It's early morning.
I have tea, I have work to do, I have work that won't get done, and I have a sleeping child upstairs. The house is in ok shape, nothing about an hour won't work through tonight to deal with everything. AC's memory box is by the door, ready to go to school to show to his Bereavement Group. He is the only one with a box, so the adults would like him to show as much as he is ready to show so that the other children can think about making one. He is excited, but nervous - what if he gets upset? He loves Rich - what if he forgets something? What if the other children laugh at what is in there?
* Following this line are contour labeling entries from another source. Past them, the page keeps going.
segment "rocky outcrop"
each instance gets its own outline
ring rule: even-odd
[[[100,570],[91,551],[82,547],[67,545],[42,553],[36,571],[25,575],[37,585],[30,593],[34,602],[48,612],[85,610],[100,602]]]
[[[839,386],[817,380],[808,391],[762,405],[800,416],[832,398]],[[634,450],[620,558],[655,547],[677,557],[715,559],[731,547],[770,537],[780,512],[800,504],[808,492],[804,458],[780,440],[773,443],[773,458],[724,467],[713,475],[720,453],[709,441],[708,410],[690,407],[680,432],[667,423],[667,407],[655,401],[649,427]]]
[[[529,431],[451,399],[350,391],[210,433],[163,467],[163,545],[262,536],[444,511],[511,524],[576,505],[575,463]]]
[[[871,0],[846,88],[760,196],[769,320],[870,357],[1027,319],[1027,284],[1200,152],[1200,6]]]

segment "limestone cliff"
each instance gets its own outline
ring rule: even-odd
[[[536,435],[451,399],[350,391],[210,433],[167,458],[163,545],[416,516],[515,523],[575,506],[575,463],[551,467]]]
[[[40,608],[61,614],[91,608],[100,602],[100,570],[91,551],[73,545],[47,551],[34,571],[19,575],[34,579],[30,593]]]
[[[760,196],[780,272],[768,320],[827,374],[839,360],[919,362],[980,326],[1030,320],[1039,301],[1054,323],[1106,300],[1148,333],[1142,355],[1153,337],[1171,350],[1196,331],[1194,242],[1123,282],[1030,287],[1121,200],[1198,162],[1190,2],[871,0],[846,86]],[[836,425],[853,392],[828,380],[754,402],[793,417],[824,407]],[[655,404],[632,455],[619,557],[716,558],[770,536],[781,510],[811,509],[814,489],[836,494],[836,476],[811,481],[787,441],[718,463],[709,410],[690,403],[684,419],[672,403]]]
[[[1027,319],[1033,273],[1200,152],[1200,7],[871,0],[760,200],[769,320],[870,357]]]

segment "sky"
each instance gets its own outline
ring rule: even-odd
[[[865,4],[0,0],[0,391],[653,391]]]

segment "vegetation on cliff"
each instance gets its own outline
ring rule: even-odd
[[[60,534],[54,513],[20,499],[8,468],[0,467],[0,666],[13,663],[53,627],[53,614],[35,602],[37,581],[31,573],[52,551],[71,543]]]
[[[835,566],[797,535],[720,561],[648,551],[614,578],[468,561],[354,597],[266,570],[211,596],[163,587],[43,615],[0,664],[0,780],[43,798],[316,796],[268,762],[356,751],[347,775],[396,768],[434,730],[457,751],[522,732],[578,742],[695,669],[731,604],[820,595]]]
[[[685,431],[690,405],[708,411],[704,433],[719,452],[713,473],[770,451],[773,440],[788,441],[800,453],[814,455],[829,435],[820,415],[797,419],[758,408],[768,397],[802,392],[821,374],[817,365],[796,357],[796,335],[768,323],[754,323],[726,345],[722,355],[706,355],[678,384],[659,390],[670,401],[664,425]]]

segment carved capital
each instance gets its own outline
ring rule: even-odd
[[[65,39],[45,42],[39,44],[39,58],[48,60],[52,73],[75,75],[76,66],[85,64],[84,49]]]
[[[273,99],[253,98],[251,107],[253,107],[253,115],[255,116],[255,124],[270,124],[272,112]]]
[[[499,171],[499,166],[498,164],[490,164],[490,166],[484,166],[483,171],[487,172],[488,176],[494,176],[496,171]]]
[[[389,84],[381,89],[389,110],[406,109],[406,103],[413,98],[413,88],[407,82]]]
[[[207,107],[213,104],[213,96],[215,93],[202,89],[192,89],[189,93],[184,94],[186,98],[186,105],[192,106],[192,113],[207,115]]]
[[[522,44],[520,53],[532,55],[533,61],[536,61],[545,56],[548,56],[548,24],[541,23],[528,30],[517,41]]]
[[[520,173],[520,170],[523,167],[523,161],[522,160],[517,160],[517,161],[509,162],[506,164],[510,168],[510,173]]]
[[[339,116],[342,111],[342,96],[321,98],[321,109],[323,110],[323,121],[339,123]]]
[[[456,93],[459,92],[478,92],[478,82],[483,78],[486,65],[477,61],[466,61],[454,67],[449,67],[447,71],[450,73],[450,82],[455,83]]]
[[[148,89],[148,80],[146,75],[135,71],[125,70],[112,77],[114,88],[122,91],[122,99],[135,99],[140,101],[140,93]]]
I held him, and told him it would all be fine. That he might get upset, and that just means that he is in touch with how he feels, that it shows how much he loves Rich, that it's ok. That he might forget something, but if I does I am just in main building, and I can and will help. That no-one will laugh, and if they do, then we should be glad, because it means they don't know how sad the AC really is inside, and that means we are doing a good job. Game Face on baby!
The other exciting news is that we bought electric toothbrushes yesterday. I know. Rock and Roll. And I was bought perfume yesterday, by someone who had been abroad and come back. It's a Chanel one, called Chance. I felt special, that he would think of me whilst abroad. He knows the situation, he knows that the AC is the focus of my life right now, as he works through this, and that when he has (and I mean worked through this, not got over it, because no child ever truly gets over being separated from someone they love like this.) then there might be room for something more. But I won't be doing anything about it all anytime soon. He understands that, which is nice.
And so to work. Another half term starts. We're getting there.
Like I told my mother last night. We have 2 options. We can smile, or we can laugh. There's no room for anything else.